2 minute read • published in partnership with SCCG
Good, Better, Best – Value Brands or False Economy
In April, the British Retail Consortium reported the highest level of food inflation for five years. Coincidentally, but not directly correlated and rising in popularity, retailers’ own brands continue to go from strength-to-strength. The Supply Chain Consulting Group looks at how brand loyalty and product quality is supporting this growth.
Whilst popular opinion may be that this is due to consumer loyalty waning from the manufacturer and residing more comfortably with the retailer; another reason for this shift could be due to clever re-marketing of tertiary brands which affirms consistent quality specifications and pricing – empowering shoppers to feel savvier as a result.

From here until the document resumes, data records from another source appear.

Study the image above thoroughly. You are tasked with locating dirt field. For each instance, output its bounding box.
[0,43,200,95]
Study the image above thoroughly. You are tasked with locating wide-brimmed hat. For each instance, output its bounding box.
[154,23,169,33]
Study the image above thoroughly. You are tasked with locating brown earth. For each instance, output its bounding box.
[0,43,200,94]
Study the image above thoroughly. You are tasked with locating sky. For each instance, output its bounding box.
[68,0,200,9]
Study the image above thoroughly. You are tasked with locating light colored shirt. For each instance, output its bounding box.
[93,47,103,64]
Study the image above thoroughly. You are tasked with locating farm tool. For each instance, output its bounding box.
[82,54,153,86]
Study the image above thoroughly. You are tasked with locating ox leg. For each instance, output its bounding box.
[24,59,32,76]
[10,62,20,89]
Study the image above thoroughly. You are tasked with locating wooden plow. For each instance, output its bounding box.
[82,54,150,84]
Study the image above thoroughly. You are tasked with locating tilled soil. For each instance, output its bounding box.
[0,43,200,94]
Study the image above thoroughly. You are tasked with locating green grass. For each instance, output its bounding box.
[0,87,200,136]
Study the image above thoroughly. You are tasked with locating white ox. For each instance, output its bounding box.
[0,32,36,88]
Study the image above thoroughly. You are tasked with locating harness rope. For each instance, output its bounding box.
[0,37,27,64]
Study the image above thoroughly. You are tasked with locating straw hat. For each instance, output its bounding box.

This branding plays to the strengths of the UK’s three-tier: Good, Better, Best product strategy. From price-orientated, to quality orientated, to those who stick safely to the middle-ground; retailers own-brands encompass a well-balanced mixture of not only price and quality; but also quaint familiarity to seal the deal.
Take retailer Tesco for example. Back in 2018 ‘Everyday Value’ branded products were given a revamp. This meant the same products were re-marketed to the consumer under new names and packaging such as “Hearty Food Co.” and “Stockwell & Co.”

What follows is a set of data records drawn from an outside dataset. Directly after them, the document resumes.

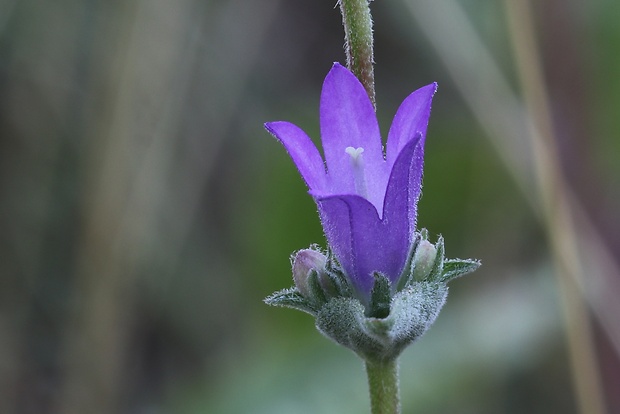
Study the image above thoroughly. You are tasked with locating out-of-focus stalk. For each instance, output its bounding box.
[338,0,376,106]
[504,0,605,414]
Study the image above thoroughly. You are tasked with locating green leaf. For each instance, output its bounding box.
[264,287,317,316]
[427,235,446,281]
[366,272,392,319]
[440,259,481,283]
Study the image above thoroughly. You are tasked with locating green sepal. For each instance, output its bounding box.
[264,287,318,316]
[366,272,392,319]
[427,235,446,281]
[440,259,481,283]
[308,270,327,309]
[396,233,426,291]
[316,282,448,361]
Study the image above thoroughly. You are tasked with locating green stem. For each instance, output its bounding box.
[339,0,375,106]
[366,359,400,414]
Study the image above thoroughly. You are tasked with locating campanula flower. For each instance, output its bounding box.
[265,63,437,303]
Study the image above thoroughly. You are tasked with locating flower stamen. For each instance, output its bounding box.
[344,147,368,199]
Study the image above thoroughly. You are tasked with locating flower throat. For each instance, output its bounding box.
[344,147,368,200]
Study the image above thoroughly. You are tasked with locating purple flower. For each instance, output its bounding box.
[265,63,437,303]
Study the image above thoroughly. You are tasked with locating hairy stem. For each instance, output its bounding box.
[338,0,375,106]
[366,359,400,414]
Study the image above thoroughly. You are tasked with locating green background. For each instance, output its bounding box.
[0,0,620,414]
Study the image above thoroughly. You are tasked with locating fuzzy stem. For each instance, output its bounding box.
[338,0,375,106]
[366,359,400,414]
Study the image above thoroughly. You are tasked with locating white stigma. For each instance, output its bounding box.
[344,147,368,199]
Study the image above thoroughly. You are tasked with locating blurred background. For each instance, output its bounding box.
[0,0,620,414]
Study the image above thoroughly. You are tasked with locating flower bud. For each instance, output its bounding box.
[413,239,437,282]
[293,249,327,298]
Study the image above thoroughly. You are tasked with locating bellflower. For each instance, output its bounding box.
[265,63,437,304]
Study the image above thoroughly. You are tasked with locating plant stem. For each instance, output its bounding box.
[366,359,400,414]
[338,0,375,106]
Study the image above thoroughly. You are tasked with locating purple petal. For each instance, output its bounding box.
[316,195,410,300]
[265,121,327,193]
[320,63,387,209]
[383,132,424,242]
[387,83,437,165]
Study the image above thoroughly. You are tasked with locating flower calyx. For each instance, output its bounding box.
[265,229,480,361]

Additionally, early in May 2019, Tesco stores were spotted stocking ‘Jack’s’ branded produce within their stores – A British discount supermarket chain owned by Tesco, and named after Tesco founder, Jack Cohen.
Founded in 2018 by Tesco as a discount chain – the newly available Jack’s products include basics ranging from crisps and cereal to water and juice, all priced within a consistently low and limited £0.55 to £1.50 price bracket. Just one of Tesco’s attempts to tackle the rising threat posed by German retail-rivals: Aldi and Lidl.

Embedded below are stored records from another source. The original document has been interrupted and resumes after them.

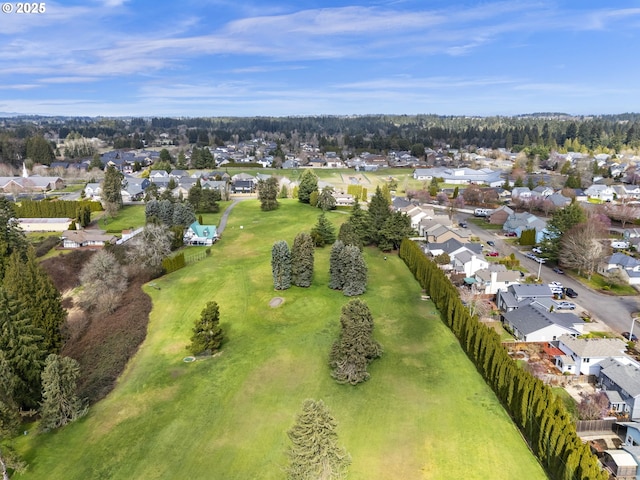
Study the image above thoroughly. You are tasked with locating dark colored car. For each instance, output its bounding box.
[564,288,578,298]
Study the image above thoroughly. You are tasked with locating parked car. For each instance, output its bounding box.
[564,287,578,298]
[556,302,576,310]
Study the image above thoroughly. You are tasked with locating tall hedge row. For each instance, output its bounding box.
[15,200,102,218]
[400,239,609,480]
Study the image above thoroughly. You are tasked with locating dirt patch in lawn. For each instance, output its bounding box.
[269,297,284,308]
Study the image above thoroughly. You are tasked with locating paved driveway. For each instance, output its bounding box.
[468,216,640,336]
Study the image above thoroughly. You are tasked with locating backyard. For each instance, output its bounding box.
[15,200,546,480]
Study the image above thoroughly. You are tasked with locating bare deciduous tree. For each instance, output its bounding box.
[127,223,173,271]
[80,250,127,314]
[559,218,607,279]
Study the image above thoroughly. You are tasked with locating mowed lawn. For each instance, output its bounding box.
[15,200,546,480]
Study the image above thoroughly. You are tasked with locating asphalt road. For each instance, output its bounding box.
[458,215,640,336]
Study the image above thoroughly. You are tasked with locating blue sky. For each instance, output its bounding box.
[0,0,640,117]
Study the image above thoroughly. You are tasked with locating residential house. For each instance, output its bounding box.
[501,300,584,342]
[511,187,531,200]
[487,205,515,225]
[598,252,640,285]
[600,449,638,480]
[502,212,547,243]
[496,284,553,312]
[413,167,504,187]
[475,263,522,295]
[556,334,632,376]
[84,183,102,201]
[598,355,640,420]
[331,192,356,207]
[584,183,616,202]
[424,224,470,243]
[18,218,73,232]
[183,222,218,246]
[61,230,117,248]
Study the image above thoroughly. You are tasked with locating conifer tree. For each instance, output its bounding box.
[367,186,391,245]
[329,299,382,385]
[271,240,291,290]
[311,212,336,247]
[329,240,345,290]
[286,400,351,480]
[187,301,224,355]
[298,169,318,203]
[291,232,314,287]
[0,288,46,409]
[3,248,67,353]
[40,354,86,431]
[342,245,367,297]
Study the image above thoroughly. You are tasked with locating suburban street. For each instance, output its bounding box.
[458,214,640,335]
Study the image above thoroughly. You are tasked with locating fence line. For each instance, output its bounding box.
[184,251,207,265]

Retailers providing produce under their own ‘branding’ which the consumer knows and trusts, enables shoppers to assimilate their loyalty to the store, with the products they purchase. The customer therefore not only feels have received good value for their money; but have also been able to remove themselves from the stigma which is sometimes synonymous with purchasing the cheapest product option.
Many brands it seems, are now adopting this approach of broadening their scope and appeal by re-shaping their tertiary brands. Ultimately it is these tertiary brands which appeal to savvy, brand-conscious shoppers while simultaneously easing any concerns with regards to quality.
Other retailers have conducted a similar over-haul to rejuvenate the consumer perspective of their own-brand products; with Asda reviving their brand ‘Farm Stores’, and Sainsbury’s further investing in its ‘by Sainsbury’s’ brand.
Sporting the competitive advantage of not only being a trusty alternative, but more-over being consistently low-cost – retailers are effectively offering the customer a pricing guarantee, whilst also pertaining to their customers’ expected quality standards.
Ensuring the consumer gets what they pay for, the supermarkets of today enable retailers’ home brands an arena within which to fight fairly with brand names, as store brands become increasingly recognised as offering value for money.
More-over, clever marketing used as an avenue to re-brand customer loyalty, in-turn paves the way for the quality of value-brands to be perceived as equivalent to those products which originate from manufacturers or national brands. Additionally, as a by-product, the store names themselves become recognised themselves as ‘brands’, which provides a further catalyst to the loyalty with each stores’ own respective ‘brands’.
Whilst neither the value has changed, nor the physical product themselves; more convenience, less compromise, seems to be the message which these tertiary brands are relaying, and it seems that this is righteously resounding between consumers far and wide.